Perché i gruppi religiosi dello Zimbabwe si oppongono al vaccino
Davanti a posizioni così radicali, le autorità fanno fatica ad imporsi. Anche perché gli apostolici si radunano, generalmente, all’aria aperta, nei campi o sulle colline e questo rende impossibile estendere l’obbligo anche a loro. Come fatto, invece, per chi frequenta le messe nei luoghi chiusi e può accedervi solo se vaccinato. Da febbraio a oggi, lo Zimbabwe è riuscito a vaccinare il 15 per cento della popolazione (classificandosi tra i 15 paesi africani ad aver raggiunto il target del 10 per cento fissato dall’OMS). Una percentuale che sarebbe stata molto più elevata se disinformazione e sfiducia generale non avessero avuto la meglio. E, soprattutto, se le campagne di sensibilizzazione non incontrassero così tanti intoppi. «Non ci arrendiamo, insistiamo nel chiedere il contributo delle chiese perché confidiamo nel fatto che la gente non creda alle voci e ai sentito dire, visto che c’è molta più informazione in merito rispetto a qualche anno fa», ha ribadito Prosper Chonzi, direttore dei servizi sanitari di Harare. La realtà dei fatti, però, non sembra così rassicurante: sono diversi, ad esempio, gli uomini che bocciano l’idea del vaccino perché convinti che possa rendere sterili. Una delle tante dicerie che, negli ultimi mesi, ha iniziato a circolare fino a essere spacciata per verità, seppur senza alcun evidenza scientifica a supporto.

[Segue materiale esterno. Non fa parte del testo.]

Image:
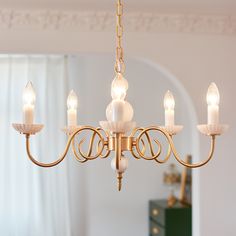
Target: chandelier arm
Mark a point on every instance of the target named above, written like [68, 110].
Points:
[45, 164]
[61, 158]
[77, 157]
[210, 155]
[141, 154]
[143, 143]
[166, 158]
[88, 156]
[103, 156]
[175, 153]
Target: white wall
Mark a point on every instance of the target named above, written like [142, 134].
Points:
[196, 60]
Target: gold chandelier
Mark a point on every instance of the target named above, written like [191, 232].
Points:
[119, 133]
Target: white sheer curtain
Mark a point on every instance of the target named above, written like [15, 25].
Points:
[34, 201]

Andby Makururu, la voce fuori dal coro che dice sì al vaccino
Tuttavia, nell’ambiente apostolico, c’è anche qualcuno che condivide e appoggia il progetto del governo. Si tratta di Andby Makururu, vescovo e fondatore della Johane Fifth of Africa Apostolic Church, nella provincia del Manicaland. Il religioso, infatti, rema contro l’opinione generale e incoraggia i membri della sua congregazione a vaccinarsi. «Nelle nostre omelie, nei momenti di raccoglimento stiamo spingendo le persone a farlo perché lo Spirito Santo non cura ogni malanno. Ecco perché è importante incoraggiare la comunità ad affidarsi alla medicina e a rivolgersi agli ospedali. Io stesso lo faccio, mi curo e mi sottopongo a check up regolari», ha aggiunto, «Chiunque neghi i benefici del vaccino è decisamente fuori dal mondo».
Non solo religione, i motivi di una campagna di vaccinazione lenta
Al di là delle rimostranze mostrate da alcuni gruppi religiosi, il rallentamento delle somministrazioni in Zimbabwe e in diverse zone dell’Africa dipenderebbe, a detta di diverse organizzazioni umanitarie che operano sul territorio, anche da investimenti poco accertati da parte dei governanti, dallo spreco di risorse pubbliche da destinare al miglioramento dei servizi sanitari locali e, soprattutto, da una distribuzione dei vaccini per niente equa e prettamente vincolata ai legami personali dei potenti. I ricchi, infatti, avrebbero facile accesso al siero, mentre i poveri e le categorie più colpite sarebbero abbandonati a loro stessi e agli effetti di un virus mortale.